Ours is a confusing time. Political upheavals, climate catastrophes, virulent viruses, predatory superpowers, piratical plutocrats, the startling loss of old virtues (truth, justice, decency, etc.). As L.A. burned, photos of youngsters setting fresh fires – what are we to make of that? A growing likelihood that AI will supersede humans – what are we to make of that?

Some might soothe, “It was always thus – nothing new under the sun,” but is that true? We’ve suffered earthquakes, sure, but so many simultaneously? Many topics discussed in the news I don’t comprehend – when before have I felt so flummoxed, unsettled?

How best to cope? This inquiry itself a novelty. I never wondered how to cope because I knew – if I was sane – without thinking. In a predictable world, my consciousness could anticipate and adjust. These days I feel a mouse in a maze, goaded by shocks. I’m more anxious than I remember – and not just because age has made me frail.

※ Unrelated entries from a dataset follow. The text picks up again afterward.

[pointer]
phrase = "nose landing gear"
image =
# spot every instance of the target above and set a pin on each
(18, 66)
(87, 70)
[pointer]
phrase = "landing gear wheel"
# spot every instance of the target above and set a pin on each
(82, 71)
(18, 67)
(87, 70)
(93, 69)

The offenses of the incoming American administration gob-smack me. They’re meant to. Like a boxer on the ropes, I’ve no defense against the next upper-cut: when will the ref call the fight! Jane wants to discuss these outrages to decency and sense: I clap my ears. “Human kind” – moaned T.S. Eliot – “cannot bear very much reality.”

In storms we hunker down, tremble in our enclosures, cling to one another, pray to survive. We must “get through this,” we tell ourselves. But how are we to get through a crisis that never quits?

Plague victims must have felt this way. If half the population’s dying, what to do? Assist? – what good can you do? Run away? – but where? Play dumb? – it’s not that easy.

I try not to caterwaul. I want our time together to be happy. I feel for pleasanter topics than the screaming news. Yet, to engage, we must be honest with each other. No comfort conversing with a liar or a dope. Dog Henry helps me here. He does not dread civilization’s collapse. He doesn’t know what civilization is. For him food, fetch, and friendship are enough.

My emerging M.O. – for this feeling is new to me – is to try for a middle way. I eyeball the news but refuse to obsess: dread is a whirlpool which will suck me under if I let it. I’m reading more poems, as I’ve mentioned, which transport my thoughts skyward. I put on an “antic disposition,” like Hamlet when he’s horror-struck. I hug my friends closer – as Hamlet hugs Horatio. I cook more considerately – cooking distracts me from a world in flames.

Is my avoidance of vileness culpable? Am I chickening out, failing to answer my moment’s call? Yes, in a way. On the other hand – that ever-helpful other hand – what use am I to my loved ones if I collapse? Isn’t my first duty as a person to survive, my first duty as a writer to delight? Mustn’t we sometimes retreat to recover our strength, “live to fight another day”?

Essential to my sanity is acknowledging my impotence. I’m a passenger in my moment, not its pilot: a spectator, not the gladiator in the arena. As an American, I share responsibility for America – but America is not my fault. I forgive myself the mess we’re in. The tides of history exceed any individual’s strength.

I shrug a lot – “Oh well, what can you do?” – and hug a lot – and strive to brighten our ambles best I can. I cannot manage the world but I can – to a degree – my mind. I will be glad, goddammit, if it kills me.